Grup karşısında konuşmacı, dinleyicilerle ara sıra göz aracılığıyla bağ kurmadığı zaman, dinleyiciler kendilerini önemsenmemiş hissedebilir ve hatta konuşmacıyı kibirli bir kişi olarak değerlendirebilirler ve gergin bir ortam oluşabilir; çünkü her dinleyici(öğrenci) için o partnerdir. Özellikle küçük yaştaki öğrenciler eski alışkanlıklarını sürdürerek, dikkatleri üzerlerine çekmek isterler.

Derse ilgi gösteren öğrenciye yönelmiş öğretmen bakışları, o öğrencinin yakınında oturan öğrenciler tarafından da algılanıp olumlu olarak öğretmene yansıyacağından, bu pozitif tutumun, karşılıklı etkileşim sayesinde yavaş yavaş bütün sınıfa yayılmasını sağlayacak; böylece hoş bir ders atmosferi sağlanmış olacaktır.
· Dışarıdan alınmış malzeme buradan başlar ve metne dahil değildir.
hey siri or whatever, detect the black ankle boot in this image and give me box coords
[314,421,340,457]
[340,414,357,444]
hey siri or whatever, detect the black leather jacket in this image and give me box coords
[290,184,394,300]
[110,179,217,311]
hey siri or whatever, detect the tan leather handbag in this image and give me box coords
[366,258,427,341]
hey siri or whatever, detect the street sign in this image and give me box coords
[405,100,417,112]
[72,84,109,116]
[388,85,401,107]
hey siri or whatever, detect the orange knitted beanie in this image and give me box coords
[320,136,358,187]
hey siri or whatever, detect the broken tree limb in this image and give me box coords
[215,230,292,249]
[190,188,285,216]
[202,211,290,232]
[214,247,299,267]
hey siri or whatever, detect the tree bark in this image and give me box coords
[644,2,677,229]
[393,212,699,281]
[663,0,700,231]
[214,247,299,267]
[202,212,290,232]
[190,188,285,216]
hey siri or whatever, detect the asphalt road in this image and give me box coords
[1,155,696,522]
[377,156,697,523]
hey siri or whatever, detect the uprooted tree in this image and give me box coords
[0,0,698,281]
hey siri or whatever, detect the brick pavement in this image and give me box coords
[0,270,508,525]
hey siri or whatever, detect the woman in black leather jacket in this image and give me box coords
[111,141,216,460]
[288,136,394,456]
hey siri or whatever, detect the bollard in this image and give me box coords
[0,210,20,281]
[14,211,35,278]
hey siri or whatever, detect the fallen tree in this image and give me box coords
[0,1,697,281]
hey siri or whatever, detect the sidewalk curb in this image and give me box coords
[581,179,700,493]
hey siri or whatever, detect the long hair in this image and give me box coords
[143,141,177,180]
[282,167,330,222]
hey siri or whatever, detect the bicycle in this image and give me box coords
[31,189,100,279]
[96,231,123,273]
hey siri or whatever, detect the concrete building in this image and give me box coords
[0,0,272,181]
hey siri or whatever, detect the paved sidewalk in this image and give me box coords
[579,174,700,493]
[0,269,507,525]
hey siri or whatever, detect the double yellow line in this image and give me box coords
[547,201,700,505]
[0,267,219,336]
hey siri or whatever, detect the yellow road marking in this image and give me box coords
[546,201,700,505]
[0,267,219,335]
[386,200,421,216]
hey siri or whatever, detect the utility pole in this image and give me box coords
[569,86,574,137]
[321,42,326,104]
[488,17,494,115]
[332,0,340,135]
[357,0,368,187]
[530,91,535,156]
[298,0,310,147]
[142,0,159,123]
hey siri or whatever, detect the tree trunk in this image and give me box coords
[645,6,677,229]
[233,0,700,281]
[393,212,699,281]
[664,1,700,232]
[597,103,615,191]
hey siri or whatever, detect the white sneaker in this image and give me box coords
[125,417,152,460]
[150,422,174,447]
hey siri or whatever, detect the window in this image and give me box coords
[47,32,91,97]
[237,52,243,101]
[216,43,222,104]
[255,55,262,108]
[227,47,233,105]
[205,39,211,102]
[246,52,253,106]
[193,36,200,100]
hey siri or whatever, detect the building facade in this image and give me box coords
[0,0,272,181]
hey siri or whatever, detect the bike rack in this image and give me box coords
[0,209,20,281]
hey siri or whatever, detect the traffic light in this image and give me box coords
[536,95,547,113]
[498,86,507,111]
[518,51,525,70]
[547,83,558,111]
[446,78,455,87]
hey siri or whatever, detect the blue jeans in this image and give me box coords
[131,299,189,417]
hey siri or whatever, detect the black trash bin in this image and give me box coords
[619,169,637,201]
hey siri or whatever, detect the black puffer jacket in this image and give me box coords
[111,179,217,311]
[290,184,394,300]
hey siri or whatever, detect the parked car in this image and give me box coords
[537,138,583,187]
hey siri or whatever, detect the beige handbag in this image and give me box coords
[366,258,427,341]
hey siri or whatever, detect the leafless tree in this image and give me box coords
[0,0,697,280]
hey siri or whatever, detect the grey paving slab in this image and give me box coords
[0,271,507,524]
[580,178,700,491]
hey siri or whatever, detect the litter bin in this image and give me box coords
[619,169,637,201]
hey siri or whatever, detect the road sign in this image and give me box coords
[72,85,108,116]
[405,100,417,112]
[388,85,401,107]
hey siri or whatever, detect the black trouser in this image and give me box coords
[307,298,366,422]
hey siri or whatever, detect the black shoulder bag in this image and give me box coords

Bir öğrenciye gülümseyen öğretmen, gülümsemenin “bulaşıcı” etkisiyle, o öğrencinin yakınında oturan başka öğrencilerin de kendisine gülümsediğini görecektir

Bakışlar yukarıda da açıkladığımız gibi “monitör” olarak kullanılarak öğrencilerin davranış bozuklarını düzeltmek ve sınıfta disiplini sağlamak için kullanılabilir. Sınıfın haberi olmadan öğretmen hem ders anlatıp (verbal iletişim) hem de bakışlarıyla (nonverbal iletişim) yaramazlık yapan öğrenciyle özel iletişim kurabilir. Bakışlarını bu öğrencide yoğunlaştırıp onu dersi dinlemesi konusunda uyarırken, dersine hiç ara vermeden devam edebilir; gerekirse vurgu ve ses tonunu değiştirebilir, susabilir; ancak bu net sinyaller nedeniyle, diğer öğrenciler de bu durumun farkına varabilir. Bakışlar dersin akışını düzenlemede ve ilişkileri ayakta tutmada oldukça etkilidir.

Bir öğrenciye söz hakkı vermek için göz işareti ve hafif bir onaylayıcı baş hareketi birleştirilebilir. Arka arkaya söz hakkı verirken konuşmanın veya tartışmanın hızını kesmemek için göz işareti ile bir sonraki öğrenciye geçilebilir. Konuşan öğrenciye yönelmiş gülen gözler hem onu hem de diğer öğrencileri konuşmaya teşvik edecektir. Öğretmenin açık olan tarafta durduğu U şeklindeki oturma düzeni hem öğretmen hem de öğrencilerin birbiriyle göz teması kurabilmesi açısından tavsiye edilmektedir. U şeklinde oturulduğunda öğrencilerin derse daha aktif katıldıkları, hem öğretmenle hem de kendi aralarında yapıcı tartışmalar yaptıkları gözlemlenmiştir. Ancak sınıf mevcutlarının yüksek olması bunu ülkemizde her okulda mümkün kılmamaktadır.